Oda sıcaklığında 5- 10 dakika beklenerek
ciğerin azcık yumuşaması sağlanır.
Ciğer hala sert iken, keskin bir bıçak ile
ciğeri yaprak yaprak çok ince şekilde doğrarız. Ciğer parçaları ne kadar ince olursa o kadar iyidir.
Ciğerin donmuş vaziyette sert olması, ince doğranmasına yardımcı olur. Ayrıca
ciğerin şoklanması, bazılarımızın sevmediği o ağır
ciğer kokusunun da azalmasını sağlar.
Saçın üzerine 2 parmak
zeytinyağı koyulur ve yağımız soğukken üzerine
ciğer koyulur.
Ciğer saça koyulduktan sonra ateşin altı açılır.
Hızlı ateşte, hızlı bir biçimde
ciğer pişirilir.
Ciğerimiz ince doğrandığı için çabuk pişer ve yağ emme riski kalmaz.
Her kırmızı ette olduğu gibi,
ciğerin de fazla pişirilmemesi gerekmektedir. İçinin hafif pembe renkte kalması makbuldür.
Zaten çok pişirilen
ciğer, sertleşerek kurur ve lezzetini kaybeder.
Diğer tarafta yarım ekmeğimizin içi tek parça halinde söküldükten sonra pişirdiğimiz
ciğeri istediğimiz miktarda ekmeğe doldururuz. (150-200 gr)
Ekmeğin içindeki
ciğerin üzerine bolca tuz attıktan sonra ince dilimlediğimiz
domatesten 3-4 parça koyarız ve yine isteğimize göre doğranmış
soğan ve maydanoz da ilave edebiliriz.
Malzemeleri koyduktan sonra çıkardığımız ekmek içini de saçtaki yağa banarız ve vakit kaybetmeden ekmeğe geri yerleştiririz.
Ekmek arası
ciğerimiz hazırdır.

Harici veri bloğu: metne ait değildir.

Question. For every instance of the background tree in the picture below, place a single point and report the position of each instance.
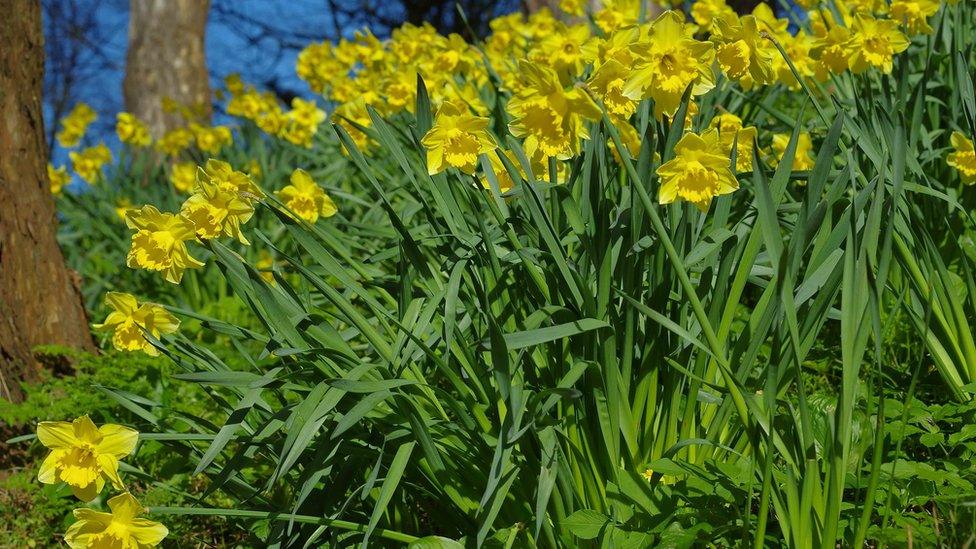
(166, 59)
(39, 301)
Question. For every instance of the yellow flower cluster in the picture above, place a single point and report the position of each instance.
(305, 198)
(556, 78)
(74, 126)
(298, 125)
(130, 320)
(85, 456)
(222, 200)
(87, 163)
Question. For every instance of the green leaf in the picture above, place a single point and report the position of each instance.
(586, 524)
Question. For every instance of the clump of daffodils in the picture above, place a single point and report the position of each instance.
(456, 139)
(159, 242)
(88, 163)
(74, 126)
(86, 457)
(698, 172)
(222, 200)
(298, 125)
(130, 320)
(306, 198)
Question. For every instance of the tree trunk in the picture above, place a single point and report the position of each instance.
(39, 300)
(166, 60)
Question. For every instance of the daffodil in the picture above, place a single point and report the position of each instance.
(131, 130)
(159, 243)
(221, 173)
(830, 53)
(75, 124)
(573, 7)
(301, 122)
(963, 158)
(456, 139)
(668, 61)
(58, 177)
(217, 210)
(547, 116)
(914, 14)
(742, 51)
(705, 12)
(129, 320)
(120, 529)
(183, 176)
(84, 456)
(608, 83)
(873, 43)
(88, 163)
(698, 172)
(305, 198)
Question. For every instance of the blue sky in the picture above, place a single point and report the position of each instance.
(243, 36)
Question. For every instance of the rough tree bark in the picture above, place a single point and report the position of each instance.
(39, 299)
(166, 59)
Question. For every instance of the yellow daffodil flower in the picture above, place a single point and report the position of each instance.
(129, 319)
(84, 456)
(456, 139)
(121, 529)
(668, 61)
(914, 14)
(742, 52)
(548, 117)
(306, 199)
(730, 130)
(873, 43)
(183, 176)
(159, 243)
(88, 163)
(217, 210)
(698, 172)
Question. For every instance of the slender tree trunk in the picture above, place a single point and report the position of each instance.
(39, 299)
(166, 60)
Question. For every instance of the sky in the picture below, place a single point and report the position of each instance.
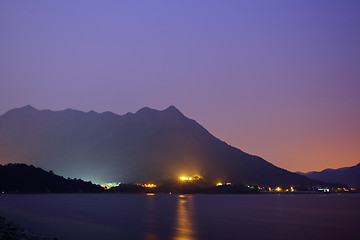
(278, 79)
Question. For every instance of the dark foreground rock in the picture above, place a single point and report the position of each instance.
(11, 231)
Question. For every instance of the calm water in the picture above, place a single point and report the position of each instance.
(136, 216)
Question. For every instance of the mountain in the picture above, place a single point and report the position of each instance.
(148, 145)
(347, 175)
(21, 178)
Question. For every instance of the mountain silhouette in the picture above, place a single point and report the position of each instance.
(148, 145)
(348, 175)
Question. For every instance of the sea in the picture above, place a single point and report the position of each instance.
(186, 217)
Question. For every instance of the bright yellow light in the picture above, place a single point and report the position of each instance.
(149, 185)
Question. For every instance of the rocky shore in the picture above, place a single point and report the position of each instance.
(12, 231)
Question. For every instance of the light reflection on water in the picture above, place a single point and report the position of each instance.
(183, 224)
(184, 228)
(188, 217)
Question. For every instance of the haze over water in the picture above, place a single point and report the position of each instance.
(187, 217)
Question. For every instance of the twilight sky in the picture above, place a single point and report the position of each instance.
(279, 79)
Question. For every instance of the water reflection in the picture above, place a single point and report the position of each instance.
(184, 225)
(150, 222)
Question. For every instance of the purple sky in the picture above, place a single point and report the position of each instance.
(279, 79)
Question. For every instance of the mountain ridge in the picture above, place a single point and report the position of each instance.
(142, 146)
(346, 175)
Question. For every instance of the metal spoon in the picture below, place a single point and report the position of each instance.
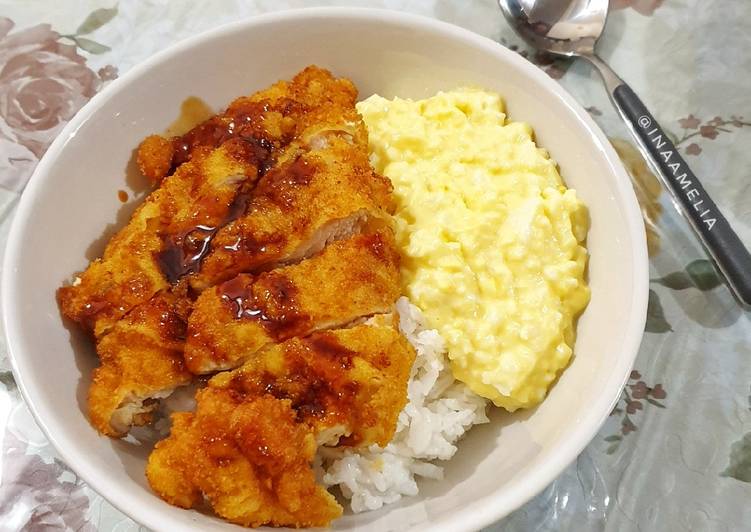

Yanında turşu
biberi ve ayranı da unutmamakta fayda var.
Not: Ciğerin ekmek arasında bu kadar yaygın olarak yenip,satıldığını başka bir yerde görmüş değilim. Bu nedenle hiçbir tabelada yazmasa da ben bu yemeğe yarımada
ciğeri diyorum. Daha Alaçatı meşhur olmadan önce yani orijinal Alaçatı varken de bulunan ve Alaçatı meşhur olduktan sonra da bulunmaya devam eden nadir
yemeklerden biridir
ciğer ekmek. Aynı şekilde Çeşmede de kendimi bildim bileli sokaklarda
ciğer ekmek tüketilmektedir. Yani yarımadanın fast foodudur
ciğer ekmek. Arnavut
ciğerinin aksine bu
ciğer, una batırılmadan saçta kızartılmaktadır ve yine Arnavut
ciğerinin aksine tabakta değil de ekmek arasında sandviç gibi tüketilmektedir.
Alaçatı turistik açıdan ilerleyip meşhur olunca, doğal olarak Türkiyenin her yerinden işletmeciler burada mekanlar açtılar. Alaçatılıların hiç bilmediği ya da yemediği
yemekler Alaçatı yemeği adı altında sunulmaya başlandı ve gerçek yöresel
yemekler unutulmaya başlandı. Bu nedenle
ciğer ekmeğin hala dimdik ayakta olması da gayet sevindirici. Bir de uydurma Alaçatı
yemekleri çıktı Dağ kekiğinde marine edilmiş, soya sosunda haşlanmış, sakızlı Alaçatı böreği Biraz fazla uydurma bir isim oldu; ama ben pek çok yeni restoranda bu tipte sahte Alaçatı
yemekleri görüyorum.
Ciğerden bahsedip, bu işin ustalarından bahsetmemek olmaz. Ciğercilerin piri Çeşmeli Ciğerci Hocadır. Sonra rahmetli Gabroz İsmet ve sevgili Tatayi Mehmet. Bunların yanında rahmetli Recep Ağabeyin de
ciğerini hala unutamıyorum ki oğlu halen
ciğercidir. Alaçatıda ise rahmetli Topal Mehmet (Sarı), sonraları Enişte ve Hasan Tığlı vardı. Ilıcada ise mendirekte Ilıcalı Enişte halen
ciğercilik yapmaktadır. Ciğer Ustalarının hiçbirini birbirinden ayırmıyorum, hepsini sevgiyle anıyorum. Çeşme, Alaçatı veya Ilıca Mendireke yolunuz düşerse gördüğünüz ilk
ciğercide,
ciğer ekmek yemenizi tavsiye ediyorum.